Linkage-based genome assembly improvement of oil palm (Elaeis guineensis)

Abstract

Meiotic crossovers in outbred species, such as oil palm (Elaeis guineensis Jacq., 2n = 32) contribute to allelic re-assortment in the genome. Such genetic variation is usually exploited in breeding to combine positive alleles for trait superiority. A good quality reference genome is essential for identifying the genetic factors underlying traits of interest through linkage or association studies. At the moment, an AVROS pisifera genome is publicly available for oil palm. Distribution and frequency of crossovers throughout chromosomes in different origins of oil palm are still unclear.
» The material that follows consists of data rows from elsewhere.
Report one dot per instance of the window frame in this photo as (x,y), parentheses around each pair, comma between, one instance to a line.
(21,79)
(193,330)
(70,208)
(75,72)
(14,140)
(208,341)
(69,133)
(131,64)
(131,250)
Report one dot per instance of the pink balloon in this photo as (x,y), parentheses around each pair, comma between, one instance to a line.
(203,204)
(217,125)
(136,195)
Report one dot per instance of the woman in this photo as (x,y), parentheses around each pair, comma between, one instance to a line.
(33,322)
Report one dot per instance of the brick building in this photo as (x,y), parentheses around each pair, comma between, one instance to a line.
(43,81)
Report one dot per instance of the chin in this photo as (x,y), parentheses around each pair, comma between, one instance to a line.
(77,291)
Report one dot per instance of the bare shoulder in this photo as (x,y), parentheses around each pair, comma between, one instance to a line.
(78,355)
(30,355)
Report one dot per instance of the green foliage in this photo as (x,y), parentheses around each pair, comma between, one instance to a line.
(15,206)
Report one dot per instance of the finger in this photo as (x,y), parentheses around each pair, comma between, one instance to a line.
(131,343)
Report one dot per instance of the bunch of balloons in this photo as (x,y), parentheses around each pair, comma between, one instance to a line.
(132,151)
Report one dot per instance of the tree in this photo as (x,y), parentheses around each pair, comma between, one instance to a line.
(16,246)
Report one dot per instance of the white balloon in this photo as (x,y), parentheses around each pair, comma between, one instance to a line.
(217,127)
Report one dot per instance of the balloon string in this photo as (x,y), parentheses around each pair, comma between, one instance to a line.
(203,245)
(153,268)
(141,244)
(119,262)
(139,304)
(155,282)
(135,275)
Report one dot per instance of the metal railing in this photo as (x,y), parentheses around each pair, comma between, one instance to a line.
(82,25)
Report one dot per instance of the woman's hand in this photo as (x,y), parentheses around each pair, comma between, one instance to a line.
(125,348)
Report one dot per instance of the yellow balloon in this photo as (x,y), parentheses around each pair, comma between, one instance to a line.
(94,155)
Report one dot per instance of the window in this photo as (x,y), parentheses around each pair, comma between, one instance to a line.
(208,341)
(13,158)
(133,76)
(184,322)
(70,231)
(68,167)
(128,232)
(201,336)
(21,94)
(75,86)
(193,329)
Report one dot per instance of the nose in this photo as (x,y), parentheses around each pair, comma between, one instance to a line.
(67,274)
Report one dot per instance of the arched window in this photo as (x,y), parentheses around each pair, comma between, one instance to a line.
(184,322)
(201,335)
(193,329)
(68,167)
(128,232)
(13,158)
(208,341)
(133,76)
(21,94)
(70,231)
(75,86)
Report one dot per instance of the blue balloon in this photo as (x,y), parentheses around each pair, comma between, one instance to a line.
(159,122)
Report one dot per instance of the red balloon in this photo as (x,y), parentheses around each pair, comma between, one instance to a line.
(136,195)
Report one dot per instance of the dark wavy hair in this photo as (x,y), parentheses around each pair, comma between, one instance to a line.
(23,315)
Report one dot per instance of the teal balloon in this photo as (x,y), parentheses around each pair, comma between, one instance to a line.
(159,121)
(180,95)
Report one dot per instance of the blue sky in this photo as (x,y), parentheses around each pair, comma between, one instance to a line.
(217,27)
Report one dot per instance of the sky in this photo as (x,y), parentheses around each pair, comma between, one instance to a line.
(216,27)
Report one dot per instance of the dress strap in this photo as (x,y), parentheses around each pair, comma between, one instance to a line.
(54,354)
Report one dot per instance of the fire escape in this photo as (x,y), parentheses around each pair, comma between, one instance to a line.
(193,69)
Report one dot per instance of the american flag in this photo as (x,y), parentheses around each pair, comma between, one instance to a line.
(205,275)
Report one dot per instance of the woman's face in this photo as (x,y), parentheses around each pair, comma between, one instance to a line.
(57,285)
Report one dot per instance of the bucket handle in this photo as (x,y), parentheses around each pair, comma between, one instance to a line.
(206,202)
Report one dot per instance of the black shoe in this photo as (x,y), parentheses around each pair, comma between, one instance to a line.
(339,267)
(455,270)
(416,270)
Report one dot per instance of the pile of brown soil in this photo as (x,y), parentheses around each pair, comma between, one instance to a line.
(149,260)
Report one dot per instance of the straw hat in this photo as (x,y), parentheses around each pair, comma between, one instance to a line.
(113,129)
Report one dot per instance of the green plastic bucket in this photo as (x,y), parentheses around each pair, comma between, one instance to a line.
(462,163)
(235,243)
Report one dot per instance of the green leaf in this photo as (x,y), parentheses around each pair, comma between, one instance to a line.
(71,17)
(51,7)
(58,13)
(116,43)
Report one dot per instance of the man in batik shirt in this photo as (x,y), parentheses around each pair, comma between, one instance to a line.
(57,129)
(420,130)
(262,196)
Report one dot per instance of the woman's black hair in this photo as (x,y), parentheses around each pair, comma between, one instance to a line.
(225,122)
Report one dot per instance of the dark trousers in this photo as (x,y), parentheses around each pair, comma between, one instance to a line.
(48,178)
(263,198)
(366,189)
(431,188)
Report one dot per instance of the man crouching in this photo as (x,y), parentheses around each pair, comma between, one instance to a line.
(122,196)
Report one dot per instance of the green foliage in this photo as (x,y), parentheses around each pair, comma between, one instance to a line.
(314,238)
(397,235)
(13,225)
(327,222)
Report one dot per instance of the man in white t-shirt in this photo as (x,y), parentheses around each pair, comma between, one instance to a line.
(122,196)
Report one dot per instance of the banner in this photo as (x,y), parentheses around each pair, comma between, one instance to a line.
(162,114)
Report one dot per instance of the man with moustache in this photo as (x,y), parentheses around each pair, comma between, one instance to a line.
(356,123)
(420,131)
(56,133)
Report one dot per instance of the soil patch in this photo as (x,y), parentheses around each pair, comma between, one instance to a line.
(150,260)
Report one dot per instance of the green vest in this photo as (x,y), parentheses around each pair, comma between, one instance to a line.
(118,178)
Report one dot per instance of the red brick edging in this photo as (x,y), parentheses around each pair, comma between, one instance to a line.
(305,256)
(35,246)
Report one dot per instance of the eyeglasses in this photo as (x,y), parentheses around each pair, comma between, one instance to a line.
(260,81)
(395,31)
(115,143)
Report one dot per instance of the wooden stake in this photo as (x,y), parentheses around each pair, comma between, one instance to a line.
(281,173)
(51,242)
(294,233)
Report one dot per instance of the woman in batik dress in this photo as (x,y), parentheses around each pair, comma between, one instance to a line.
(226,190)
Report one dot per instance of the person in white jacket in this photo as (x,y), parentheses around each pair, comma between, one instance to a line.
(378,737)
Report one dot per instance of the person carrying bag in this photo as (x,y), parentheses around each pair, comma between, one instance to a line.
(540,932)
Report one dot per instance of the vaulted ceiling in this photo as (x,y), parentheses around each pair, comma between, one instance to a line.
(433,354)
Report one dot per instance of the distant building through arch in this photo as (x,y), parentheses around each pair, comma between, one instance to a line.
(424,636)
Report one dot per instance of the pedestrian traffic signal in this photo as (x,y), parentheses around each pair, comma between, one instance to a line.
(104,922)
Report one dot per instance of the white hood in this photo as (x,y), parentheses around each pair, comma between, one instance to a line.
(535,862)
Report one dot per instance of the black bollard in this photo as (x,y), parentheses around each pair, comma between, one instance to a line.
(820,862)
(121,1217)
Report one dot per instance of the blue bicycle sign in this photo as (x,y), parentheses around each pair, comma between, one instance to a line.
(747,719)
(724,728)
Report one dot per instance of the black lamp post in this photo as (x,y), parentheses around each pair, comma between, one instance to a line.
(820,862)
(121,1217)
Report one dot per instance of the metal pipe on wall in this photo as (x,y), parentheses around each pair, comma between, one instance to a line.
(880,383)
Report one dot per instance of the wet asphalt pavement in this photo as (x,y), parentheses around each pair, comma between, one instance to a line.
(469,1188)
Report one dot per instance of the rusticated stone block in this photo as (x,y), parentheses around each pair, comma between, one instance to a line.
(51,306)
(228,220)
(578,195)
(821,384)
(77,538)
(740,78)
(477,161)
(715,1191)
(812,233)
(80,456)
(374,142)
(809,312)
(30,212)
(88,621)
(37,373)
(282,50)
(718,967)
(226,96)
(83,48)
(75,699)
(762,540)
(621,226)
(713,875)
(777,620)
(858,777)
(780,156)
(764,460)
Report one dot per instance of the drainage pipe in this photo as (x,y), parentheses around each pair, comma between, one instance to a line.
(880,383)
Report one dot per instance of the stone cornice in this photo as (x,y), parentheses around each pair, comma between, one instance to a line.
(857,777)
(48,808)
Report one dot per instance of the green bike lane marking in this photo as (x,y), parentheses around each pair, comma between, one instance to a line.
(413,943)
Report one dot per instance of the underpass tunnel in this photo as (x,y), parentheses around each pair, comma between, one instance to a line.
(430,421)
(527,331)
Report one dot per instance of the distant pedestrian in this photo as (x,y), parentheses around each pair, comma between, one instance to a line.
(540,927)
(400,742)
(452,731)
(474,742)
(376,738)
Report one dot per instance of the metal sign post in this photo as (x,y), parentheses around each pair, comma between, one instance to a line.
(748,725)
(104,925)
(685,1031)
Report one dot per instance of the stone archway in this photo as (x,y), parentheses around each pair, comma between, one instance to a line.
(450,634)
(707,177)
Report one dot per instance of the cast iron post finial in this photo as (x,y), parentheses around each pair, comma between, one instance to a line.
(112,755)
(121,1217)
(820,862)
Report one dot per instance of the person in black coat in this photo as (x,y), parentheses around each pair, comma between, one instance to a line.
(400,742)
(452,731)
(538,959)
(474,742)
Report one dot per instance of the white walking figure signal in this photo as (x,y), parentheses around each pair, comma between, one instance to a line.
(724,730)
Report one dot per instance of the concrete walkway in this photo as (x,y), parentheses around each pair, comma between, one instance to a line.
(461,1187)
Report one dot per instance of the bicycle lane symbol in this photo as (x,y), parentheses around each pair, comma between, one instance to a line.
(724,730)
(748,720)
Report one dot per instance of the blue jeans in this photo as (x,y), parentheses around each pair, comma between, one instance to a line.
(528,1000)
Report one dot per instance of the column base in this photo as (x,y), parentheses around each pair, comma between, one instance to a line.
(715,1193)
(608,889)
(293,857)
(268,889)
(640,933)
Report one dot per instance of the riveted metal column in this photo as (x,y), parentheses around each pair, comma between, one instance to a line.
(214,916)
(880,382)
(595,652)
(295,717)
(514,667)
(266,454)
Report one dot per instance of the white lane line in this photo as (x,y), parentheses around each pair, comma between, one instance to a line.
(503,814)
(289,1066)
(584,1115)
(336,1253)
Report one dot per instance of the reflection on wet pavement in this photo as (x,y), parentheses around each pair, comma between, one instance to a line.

Hence, an ultrahigh-density genomic linkage map of a commercial Deli dura x AVROS pisifera family was constructed using the OP200K SNP array, to evaluate the genetic alignment with the genome assembly. A total of 27,890 linked SNP markers generated a total map length of 1,151.7 cM and an average mapping interval of 0.04 cM. Nineteen linkage groups represented 16 pseudo-chromosomes of oil palm, with 61.7% of the mapped SNPs present in the published genome. Meanwhile, the physical map was also successfully extended from 658 Mb to 969 Mb by assigning unplaced scaffolds to the pseudo-chromosomes. A genic linkage map with major representation of sugar and lipid biosynthesis pathways was subsequently built for future studies on oil related quantitative trait loci (QTL). This study improves the current physical genome of the commercial oil palm, and provides important insights into its recombination landscape, eventually unlocking the full potential genome sequence-enabled biology for oil palm.